A description of the management and outcomes of infants with short bowel syndrome in a South African context

Abstract

Background. Intestinal failure because of congenital or acquired massive bowel loss is an extremely difficult problem to manage and has traditionally been associated with a very poor outcome. Objective. To describe the current management of short bowel syndrome (SBS) and the factors associated with survival and achievement of enteral autonomy in a South African context. Methods. A retrospective chart review of children managed with intestinal failure due to SBS was conducted at Inkosi Albert Luthuli Central Hospital, South Africa, from November 2015 to February 2023. Results. A total of 22 patients with intestinal failure were managed during the study period. The diagnoses included: type 4 jejunal atresia with 3b component (n=5; 22.7%); type 3b jejunal atresia (n=5; 22.7%); type 4 jejunal atresia without 3b component (n=3; 13.6%) and malrotation with volvulus (n=3; 13.6%).

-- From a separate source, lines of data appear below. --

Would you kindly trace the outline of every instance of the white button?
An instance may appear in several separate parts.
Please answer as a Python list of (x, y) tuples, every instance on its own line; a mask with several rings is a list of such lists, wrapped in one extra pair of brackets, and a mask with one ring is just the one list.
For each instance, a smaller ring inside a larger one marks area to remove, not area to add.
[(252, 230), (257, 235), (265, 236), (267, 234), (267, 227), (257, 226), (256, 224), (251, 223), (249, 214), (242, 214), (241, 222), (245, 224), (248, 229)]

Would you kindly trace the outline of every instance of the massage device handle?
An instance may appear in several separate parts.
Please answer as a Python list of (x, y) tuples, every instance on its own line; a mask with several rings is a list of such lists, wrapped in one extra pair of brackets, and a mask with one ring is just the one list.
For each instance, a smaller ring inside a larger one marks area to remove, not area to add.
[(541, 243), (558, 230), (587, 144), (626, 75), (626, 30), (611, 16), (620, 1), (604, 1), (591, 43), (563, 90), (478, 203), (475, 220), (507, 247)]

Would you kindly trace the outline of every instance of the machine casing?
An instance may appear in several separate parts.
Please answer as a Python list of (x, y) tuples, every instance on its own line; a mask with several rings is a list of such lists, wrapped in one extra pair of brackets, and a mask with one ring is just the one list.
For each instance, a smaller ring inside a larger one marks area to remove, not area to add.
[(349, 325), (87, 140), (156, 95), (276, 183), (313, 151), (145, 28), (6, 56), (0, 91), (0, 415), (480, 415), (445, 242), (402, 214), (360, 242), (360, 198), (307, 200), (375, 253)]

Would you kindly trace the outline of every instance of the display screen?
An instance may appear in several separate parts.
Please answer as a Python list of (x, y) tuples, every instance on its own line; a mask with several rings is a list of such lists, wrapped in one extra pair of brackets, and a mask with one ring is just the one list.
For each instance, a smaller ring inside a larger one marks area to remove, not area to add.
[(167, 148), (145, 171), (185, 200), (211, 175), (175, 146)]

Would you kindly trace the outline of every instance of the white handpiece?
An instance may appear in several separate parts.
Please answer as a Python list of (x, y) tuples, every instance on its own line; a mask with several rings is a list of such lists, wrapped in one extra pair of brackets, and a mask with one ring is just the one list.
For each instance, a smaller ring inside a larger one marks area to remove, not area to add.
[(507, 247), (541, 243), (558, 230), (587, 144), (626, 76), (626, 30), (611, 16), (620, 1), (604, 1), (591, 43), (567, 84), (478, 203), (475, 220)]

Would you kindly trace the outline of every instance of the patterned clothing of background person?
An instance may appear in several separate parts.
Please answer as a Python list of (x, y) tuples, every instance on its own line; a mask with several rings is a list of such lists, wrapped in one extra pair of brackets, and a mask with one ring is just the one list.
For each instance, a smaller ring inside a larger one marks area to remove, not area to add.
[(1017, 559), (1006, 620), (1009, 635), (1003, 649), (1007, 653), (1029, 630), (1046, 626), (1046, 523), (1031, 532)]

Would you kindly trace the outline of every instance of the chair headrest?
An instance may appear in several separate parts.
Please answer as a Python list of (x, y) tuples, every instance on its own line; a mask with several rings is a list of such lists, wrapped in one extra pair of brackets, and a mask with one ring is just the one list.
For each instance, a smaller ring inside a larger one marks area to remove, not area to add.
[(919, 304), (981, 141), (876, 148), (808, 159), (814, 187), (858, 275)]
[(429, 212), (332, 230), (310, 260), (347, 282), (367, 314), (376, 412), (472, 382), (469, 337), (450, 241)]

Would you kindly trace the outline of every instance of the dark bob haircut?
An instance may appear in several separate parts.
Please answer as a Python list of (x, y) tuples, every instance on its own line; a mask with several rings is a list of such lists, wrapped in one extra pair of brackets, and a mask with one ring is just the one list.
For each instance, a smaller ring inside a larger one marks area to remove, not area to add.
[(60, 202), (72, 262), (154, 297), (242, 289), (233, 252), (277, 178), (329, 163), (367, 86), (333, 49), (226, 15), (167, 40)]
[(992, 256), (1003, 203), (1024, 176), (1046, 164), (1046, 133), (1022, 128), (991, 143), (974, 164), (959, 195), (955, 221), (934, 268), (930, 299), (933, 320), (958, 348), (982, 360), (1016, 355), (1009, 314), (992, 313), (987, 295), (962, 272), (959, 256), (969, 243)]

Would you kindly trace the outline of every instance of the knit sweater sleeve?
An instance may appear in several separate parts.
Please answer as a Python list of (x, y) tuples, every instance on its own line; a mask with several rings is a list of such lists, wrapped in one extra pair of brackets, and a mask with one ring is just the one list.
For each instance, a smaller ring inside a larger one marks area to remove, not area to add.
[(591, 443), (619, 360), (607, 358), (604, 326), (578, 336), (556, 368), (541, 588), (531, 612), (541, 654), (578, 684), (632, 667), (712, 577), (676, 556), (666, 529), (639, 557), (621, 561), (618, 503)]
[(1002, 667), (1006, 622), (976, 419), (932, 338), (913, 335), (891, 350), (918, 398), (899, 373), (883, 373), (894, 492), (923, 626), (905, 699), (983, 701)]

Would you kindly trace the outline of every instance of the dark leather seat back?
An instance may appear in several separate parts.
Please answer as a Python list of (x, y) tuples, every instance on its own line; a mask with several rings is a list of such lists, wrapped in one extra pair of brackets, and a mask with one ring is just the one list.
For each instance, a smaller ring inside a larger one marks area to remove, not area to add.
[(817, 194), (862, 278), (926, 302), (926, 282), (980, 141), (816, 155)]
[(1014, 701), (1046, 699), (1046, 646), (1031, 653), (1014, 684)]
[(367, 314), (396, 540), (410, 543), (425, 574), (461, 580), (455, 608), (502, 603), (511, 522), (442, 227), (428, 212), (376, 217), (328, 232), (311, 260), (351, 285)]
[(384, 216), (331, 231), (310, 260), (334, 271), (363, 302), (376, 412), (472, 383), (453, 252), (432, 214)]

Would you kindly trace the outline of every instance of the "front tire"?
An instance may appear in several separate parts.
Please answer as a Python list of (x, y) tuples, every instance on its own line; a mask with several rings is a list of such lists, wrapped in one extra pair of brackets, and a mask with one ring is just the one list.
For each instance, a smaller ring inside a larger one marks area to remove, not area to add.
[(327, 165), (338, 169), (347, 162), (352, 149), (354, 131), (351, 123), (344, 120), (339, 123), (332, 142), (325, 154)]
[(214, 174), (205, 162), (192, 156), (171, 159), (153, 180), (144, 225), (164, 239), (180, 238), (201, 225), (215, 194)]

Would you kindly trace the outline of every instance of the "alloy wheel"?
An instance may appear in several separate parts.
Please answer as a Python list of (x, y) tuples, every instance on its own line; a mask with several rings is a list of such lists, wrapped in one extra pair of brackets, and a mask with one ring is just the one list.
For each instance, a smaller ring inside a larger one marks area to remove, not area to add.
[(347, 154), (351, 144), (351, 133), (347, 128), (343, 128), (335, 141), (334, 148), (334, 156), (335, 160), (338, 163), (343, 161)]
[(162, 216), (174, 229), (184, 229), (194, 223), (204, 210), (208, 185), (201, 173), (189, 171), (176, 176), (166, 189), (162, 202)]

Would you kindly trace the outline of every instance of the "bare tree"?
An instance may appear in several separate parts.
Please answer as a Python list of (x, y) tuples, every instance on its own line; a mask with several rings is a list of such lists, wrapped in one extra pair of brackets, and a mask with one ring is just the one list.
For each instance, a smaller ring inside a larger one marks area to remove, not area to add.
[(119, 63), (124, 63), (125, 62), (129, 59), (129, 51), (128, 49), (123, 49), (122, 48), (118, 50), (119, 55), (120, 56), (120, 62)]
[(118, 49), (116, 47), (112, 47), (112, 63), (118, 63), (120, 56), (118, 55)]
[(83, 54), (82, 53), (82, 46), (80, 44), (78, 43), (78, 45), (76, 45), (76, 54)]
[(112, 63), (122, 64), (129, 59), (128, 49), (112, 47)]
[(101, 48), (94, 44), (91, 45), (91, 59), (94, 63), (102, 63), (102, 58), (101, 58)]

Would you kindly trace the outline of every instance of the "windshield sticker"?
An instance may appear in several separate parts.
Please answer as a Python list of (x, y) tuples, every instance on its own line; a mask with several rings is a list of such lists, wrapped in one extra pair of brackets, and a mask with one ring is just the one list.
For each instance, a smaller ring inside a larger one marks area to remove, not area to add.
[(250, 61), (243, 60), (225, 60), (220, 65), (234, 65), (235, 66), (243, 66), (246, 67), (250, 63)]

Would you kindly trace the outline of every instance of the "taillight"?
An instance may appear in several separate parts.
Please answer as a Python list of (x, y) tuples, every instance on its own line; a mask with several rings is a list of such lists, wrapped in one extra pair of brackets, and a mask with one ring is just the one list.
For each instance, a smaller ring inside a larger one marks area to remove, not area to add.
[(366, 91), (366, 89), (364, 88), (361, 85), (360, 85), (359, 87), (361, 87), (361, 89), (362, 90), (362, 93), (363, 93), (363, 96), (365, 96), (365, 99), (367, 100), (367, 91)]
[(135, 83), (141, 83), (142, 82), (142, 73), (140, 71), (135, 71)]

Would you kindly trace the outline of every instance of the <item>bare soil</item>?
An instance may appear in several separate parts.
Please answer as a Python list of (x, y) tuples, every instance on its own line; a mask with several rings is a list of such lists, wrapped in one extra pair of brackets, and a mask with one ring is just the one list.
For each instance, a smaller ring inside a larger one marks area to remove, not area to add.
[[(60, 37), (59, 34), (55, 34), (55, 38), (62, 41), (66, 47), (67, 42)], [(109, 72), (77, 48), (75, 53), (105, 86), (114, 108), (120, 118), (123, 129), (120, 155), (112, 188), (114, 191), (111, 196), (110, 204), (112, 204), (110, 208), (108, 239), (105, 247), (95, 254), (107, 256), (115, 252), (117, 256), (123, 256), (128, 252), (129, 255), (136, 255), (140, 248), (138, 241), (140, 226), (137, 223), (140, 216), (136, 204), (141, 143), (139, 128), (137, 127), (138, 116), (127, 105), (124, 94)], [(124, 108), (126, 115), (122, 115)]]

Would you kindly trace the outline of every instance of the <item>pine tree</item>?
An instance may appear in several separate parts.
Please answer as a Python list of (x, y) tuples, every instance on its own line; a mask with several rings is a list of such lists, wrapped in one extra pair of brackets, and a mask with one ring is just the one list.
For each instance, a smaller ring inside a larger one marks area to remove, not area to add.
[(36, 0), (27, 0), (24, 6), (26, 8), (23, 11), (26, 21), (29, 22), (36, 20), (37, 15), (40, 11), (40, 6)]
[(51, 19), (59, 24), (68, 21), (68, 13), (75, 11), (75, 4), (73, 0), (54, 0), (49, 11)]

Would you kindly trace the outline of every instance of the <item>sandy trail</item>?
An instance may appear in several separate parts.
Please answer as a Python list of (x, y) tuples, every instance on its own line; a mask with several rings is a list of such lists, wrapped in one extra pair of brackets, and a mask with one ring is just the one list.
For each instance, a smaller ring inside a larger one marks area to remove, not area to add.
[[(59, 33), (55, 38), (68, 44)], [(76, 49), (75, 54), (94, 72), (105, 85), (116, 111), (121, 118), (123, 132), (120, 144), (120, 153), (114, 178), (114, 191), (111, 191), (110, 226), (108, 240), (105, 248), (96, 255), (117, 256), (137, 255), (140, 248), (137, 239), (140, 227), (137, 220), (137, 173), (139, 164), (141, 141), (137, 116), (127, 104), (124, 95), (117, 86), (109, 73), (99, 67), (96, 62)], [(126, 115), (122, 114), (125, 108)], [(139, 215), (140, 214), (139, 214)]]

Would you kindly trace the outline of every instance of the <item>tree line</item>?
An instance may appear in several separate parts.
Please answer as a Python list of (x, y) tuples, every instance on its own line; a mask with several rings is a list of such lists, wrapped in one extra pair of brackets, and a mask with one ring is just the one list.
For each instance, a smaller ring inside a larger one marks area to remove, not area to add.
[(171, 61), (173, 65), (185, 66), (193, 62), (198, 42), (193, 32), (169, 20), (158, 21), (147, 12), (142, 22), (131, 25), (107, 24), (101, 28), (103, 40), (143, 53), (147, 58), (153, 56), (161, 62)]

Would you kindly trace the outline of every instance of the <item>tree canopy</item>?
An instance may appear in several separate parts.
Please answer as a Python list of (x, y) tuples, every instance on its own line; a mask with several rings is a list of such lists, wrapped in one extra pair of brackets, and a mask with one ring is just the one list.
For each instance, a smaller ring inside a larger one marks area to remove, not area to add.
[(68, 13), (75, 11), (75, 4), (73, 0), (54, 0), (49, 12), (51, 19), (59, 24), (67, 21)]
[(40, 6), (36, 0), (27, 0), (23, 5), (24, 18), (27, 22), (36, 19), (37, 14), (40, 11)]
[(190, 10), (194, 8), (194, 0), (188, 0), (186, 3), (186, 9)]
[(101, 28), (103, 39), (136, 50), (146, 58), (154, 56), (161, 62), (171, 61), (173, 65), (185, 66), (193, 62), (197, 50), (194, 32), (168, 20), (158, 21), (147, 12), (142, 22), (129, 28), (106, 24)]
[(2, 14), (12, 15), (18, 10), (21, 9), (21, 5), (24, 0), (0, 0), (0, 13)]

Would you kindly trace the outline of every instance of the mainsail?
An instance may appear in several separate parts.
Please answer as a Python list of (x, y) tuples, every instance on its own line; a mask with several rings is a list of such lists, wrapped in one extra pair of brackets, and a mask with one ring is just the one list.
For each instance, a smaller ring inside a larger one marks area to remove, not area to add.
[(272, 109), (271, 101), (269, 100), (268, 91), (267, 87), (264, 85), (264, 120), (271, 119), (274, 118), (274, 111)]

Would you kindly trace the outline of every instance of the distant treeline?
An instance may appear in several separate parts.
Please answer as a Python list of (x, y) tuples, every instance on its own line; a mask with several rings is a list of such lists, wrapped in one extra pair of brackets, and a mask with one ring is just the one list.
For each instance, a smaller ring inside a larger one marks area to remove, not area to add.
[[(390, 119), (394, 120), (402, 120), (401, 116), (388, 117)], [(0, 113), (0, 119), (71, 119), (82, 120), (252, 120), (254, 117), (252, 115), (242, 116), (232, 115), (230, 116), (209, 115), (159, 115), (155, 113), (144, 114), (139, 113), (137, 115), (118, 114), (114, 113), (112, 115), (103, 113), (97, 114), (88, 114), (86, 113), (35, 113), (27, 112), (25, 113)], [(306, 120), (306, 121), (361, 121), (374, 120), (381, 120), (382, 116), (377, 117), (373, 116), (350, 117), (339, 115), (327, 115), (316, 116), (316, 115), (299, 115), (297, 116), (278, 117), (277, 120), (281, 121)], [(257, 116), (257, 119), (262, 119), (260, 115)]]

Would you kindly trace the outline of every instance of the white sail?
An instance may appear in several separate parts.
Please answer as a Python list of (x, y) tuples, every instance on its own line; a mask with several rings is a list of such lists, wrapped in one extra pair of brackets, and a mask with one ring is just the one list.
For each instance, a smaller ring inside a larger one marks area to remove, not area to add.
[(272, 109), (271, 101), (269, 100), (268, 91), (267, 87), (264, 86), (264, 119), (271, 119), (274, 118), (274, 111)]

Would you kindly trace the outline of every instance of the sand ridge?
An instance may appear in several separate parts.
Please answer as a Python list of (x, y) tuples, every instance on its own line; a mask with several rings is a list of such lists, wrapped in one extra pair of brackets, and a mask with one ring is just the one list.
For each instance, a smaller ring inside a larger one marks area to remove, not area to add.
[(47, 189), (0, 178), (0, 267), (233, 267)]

One patient each had necrotising enterocolits, gastroschisis with atresia, intussusception, type 1, jejunal atresia with volvulus, type 3a jejunal atresia and volvulus around an ileostomy. The median bowel length was 36.5 cm and average length of stay was 122 days. Enteral autonomy was achieved in 10 patients (45%) and survival in 9 patients (41%). Surgical complication requiring early re-operation (odds ratio 18) and bowel length ≤20 cm were associated with non-survival. Conclusion. A substantial proportion of children with intestinal failure can achieve enteral autonomy and survival in our context. The treatment process is, however, resource intensive. Avoiding early re-operation and bowel length >20 cm are associated with better survival.